Son yılların ekonomik başarıları Rusya ekonomisinin Pazar ekonomisi ortamında uzun dönem için yüksek hızla büyüyebileceğini teyit etmektedir. Dört yıl içinde (2000 - 2003) GSYIH tahminen %29,5 artmıştır. GSYIH 2005 yılında %6,4 olmuştur. Son beş yıl içinde ekonominin büyüme hızı %6.8 seviyesindeydi ve bu da gelişmiş ülkelerin gelişim hızının iki katıdır. Dünya GSYIH’da Rusya’nın payı 1999 yılındaki %2’lik göstergeden 2003 yılında %3’e, satın alma paritesine göre ise %2,8’den %5’e yükselmiştir. Sermaye yatırımındaki artış ise %30’dan fazla olmuştur. 2004 yılında mal ihracatı %25 artarak ithalat ile ihracat arasındaki fark Rusya lehine 80 milyar dolara ulaşmıştır.
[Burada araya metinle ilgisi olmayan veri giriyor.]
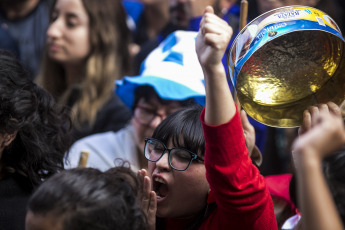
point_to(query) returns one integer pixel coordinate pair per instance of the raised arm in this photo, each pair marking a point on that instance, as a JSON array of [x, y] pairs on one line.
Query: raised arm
[[212, 40], [321, 134]]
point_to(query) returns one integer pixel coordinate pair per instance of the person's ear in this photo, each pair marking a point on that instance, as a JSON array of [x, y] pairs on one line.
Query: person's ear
[[8, 138]]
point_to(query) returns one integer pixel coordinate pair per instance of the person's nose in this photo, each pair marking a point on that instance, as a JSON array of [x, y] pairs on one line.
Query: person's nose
[[163, 163], [156, 121], [55, 29]]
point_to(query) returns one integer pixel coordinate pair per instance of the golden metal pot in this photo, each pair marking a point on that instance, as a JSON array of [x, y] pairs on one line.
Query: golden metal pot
[[286, 60]]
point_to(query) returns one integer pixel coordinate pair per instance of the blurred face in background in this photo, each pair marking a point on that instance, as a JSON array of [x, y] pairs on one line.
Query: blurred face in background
[[68, 39], [148, 114]]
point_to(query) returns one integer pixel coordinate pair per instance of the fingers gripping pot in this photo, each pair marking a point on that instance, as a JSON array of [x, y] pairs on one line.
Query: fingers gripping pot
[[286, 60]]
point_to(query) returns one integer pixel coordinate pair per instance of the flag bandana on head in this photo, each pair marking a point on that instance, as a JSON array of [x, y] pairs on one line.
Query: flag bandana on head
[[172, 69]]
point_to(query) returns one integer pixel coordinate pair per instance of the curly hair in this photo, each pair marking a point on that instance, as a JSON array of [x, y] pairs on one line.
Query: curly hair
[[108, 60], [86, 198], [42, 127]]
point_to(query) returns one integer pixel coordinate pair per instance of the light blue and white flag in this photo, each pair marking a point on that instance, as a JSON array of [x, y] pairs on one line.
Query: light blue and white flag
[[172, 69]]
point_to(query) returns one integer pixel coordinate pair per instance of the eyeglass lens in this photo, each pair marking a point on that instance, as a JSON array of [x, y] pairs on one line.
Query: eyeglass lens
[[178, 158]]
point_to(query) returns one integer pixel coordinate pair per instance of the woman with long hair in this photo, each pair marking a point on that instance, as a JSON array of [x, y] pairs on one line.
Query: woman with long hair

Ülkenin bilişim teknolojileri yüksek hızla %20’den % 0’a kadar artış göstermiştir. Mobil telefonu kullanıcıları her yıl iki kez artarak 20 milyonu aşmıştır. Rusya’da 12 milyon kişi bugün İnternet kullanmaktadır. Konut inşaatı ve perakende mal dolaşımı bir yıl içinde %8-10, insanların gerçek gelirleri üçte bir oranında artmıştır.
Enflasyon oranının 2001 yılındaki %18,6’lık bir seviyesinden 2005’te %10’a kadar düşmesi nihai mali istikrara kavuşmanın göstergesidir. 2000-2003 yılı bütçe uygulamasında da önemli değişiklik kaydedilmiştir: söz konusu yıla ait ortalama bütçe fazlası GSYIH’nın %1,9 olmuştur. Devlet borcu 1999 yılı için GSYIH’nın %146,4’lük bir göstergesinden 1 Aralık 2004 yılında %20’e kadar azaltılmıştır. Bu da Avrupa Birliği üyesi olan ülkeleri için öngörülen kıstasın iki kat altındadır.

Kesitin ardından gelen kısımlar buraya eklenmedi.